Hauptsache gesund | 06.12.2012 | 21:00 Uhr : Diagnose Bandscheibenschaden
Etwa acht Millionen Deutsche leiden unter Bandscheibenproblemen. Experten gehen allerdings davon aus, dass 85 Prozent der Bandscheibenoperationen überflüssig sind. 400.000 Eingriffe werden dennoch jedes Jahr durchgeführt
Unser aufrechter Gang wird möglich durch die Wirbelsäule - ein äußerst komplexes Gebilde, das vom Schädel bis zu den Beckenknochen führt. Mediziner unterscheiden verschiedene Abschnitte der Wirbelsäule und bezeichnen diese mit Abkürzungen. Die obersten sieben Wirbel bilden die Halswirbelsäule (HWS), darunter befindet sich die Brustwirbelsäule (BWS), die aus zwölf Wirbeln besteht.
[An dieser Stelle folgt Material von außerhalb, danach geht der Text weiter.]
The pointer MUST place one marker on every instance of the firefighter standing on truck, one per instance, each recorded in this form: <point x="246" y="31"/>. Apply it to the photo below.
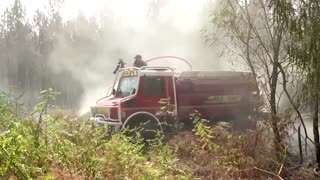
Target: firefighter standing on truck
<point x="139" y="62"/>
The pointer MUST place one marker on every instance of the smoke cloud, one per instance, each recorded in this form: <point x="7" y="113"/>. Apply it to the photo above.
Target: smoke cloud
<point x="155" y="28"/>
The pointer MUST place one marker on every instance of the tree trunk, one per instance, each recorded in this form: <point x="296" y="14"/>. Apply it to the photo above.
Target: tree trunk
<point x="316" y="129"/>
<point x="273" y="90"/>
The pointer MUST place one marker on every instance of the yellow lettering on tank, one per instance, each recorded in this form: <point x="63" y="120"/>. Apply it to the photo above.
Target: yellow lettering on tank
<point x="223" y="99"/>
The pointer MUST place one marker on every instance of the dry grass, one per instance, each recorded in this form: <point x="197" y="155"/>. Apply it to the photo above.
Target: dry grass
<point x="236" y="156"/>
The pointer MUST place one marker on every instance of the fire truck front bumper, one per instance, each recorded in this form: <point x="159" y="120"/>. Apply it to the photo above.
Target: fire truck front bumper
<point x="112" y="126"/>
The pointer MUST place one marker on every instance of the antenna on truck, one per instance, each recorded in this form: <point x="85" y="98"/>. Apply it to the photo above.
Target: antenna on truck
<point x="120" y="64"/>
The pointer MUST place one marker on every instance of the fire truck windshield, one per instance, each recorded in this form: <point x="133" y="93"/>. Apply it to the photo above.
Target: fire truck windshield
<point x="126" y="85"/>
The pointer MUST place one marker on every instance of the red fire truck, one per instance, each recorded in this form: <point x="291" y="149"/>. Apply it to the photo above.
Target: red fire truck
<point x="136" y="92"/>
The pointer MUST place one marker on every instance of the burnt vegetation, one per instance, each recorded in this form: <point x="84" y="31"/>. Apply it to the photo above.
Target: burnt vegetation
<point x="277" y="41"/>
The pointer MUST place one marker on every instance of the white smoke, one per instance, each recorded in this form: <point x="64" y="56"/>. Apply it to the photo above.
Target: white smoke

Daran schließt sich die Lendenwirbelsäule (LWS) an. Sie besteht aus fünf Wirbeln. Das Zusammenspiel aller Abschnitte ermöglicht die Beweglichkeit des Rumpfes.
Die Wirbelsäule des Menschen setzt sich aus vielen unterschiedlichen Strukturen wie Knochen, Knorpeln, Muskeln, Sehnen und Bändern zusammen. Sie alle sind von Nerven umgeben und durchzogen, die bei kleinsten Veränderungen in ihrem Umfeld Schmerzen auslösen können. Abnutzung an den Knochen, Verengungen der Nervenkanäle, Wirbelgleiten, instabile Wirbelverbindungen und natürlich Bandscheibenveränderungen gehören zu den häufigsten Störfaktoren für die Nervenbahnen. Aber auch unentdeckte Entzündungen im Körper können die Wirbelsäule angreifen und im Extremfall sogar zu dauerhaften Lähmungen führen. Nicht selten stecken zudem muskuläre Verspannungen hinter den Beschwerden.
In der Wirbelsäule des Menschen gibt es 23 Bandscheiben. Sie sind eine Art Puffer zwischen den einzelnen Wirbeln. Verlassen sie ihren Platz und drücken auf Nerven, verursacht dies zum Teil unerträgliche Schmerzen oder im Extremfall Lähmungen. Dabei unterscheiden die Mediziner zwischen einer Vorwölbung und einem Vorfall der Bandscheibe. Um den Unterschied zu verstehen, muss man sich anschauen, wie eine Bandscheibe aufgebaut ist. Es handelt sich um faserknorpelige Scheiben, die einen äußeren, festeren Ring und einen gelartigen Kern besitzen. Durch den normalen Alterungsprozess nimmt die Elastizität des Faserringes ab. Er bekommt feine Risse. Der Gelkern dringt durch diese inneren Risse und "wölbt" sich Richtung Rand. Bei einem Bandscheibenvorfall ist der Faserring gerissen. Der gelartige Innenkern tritt aus.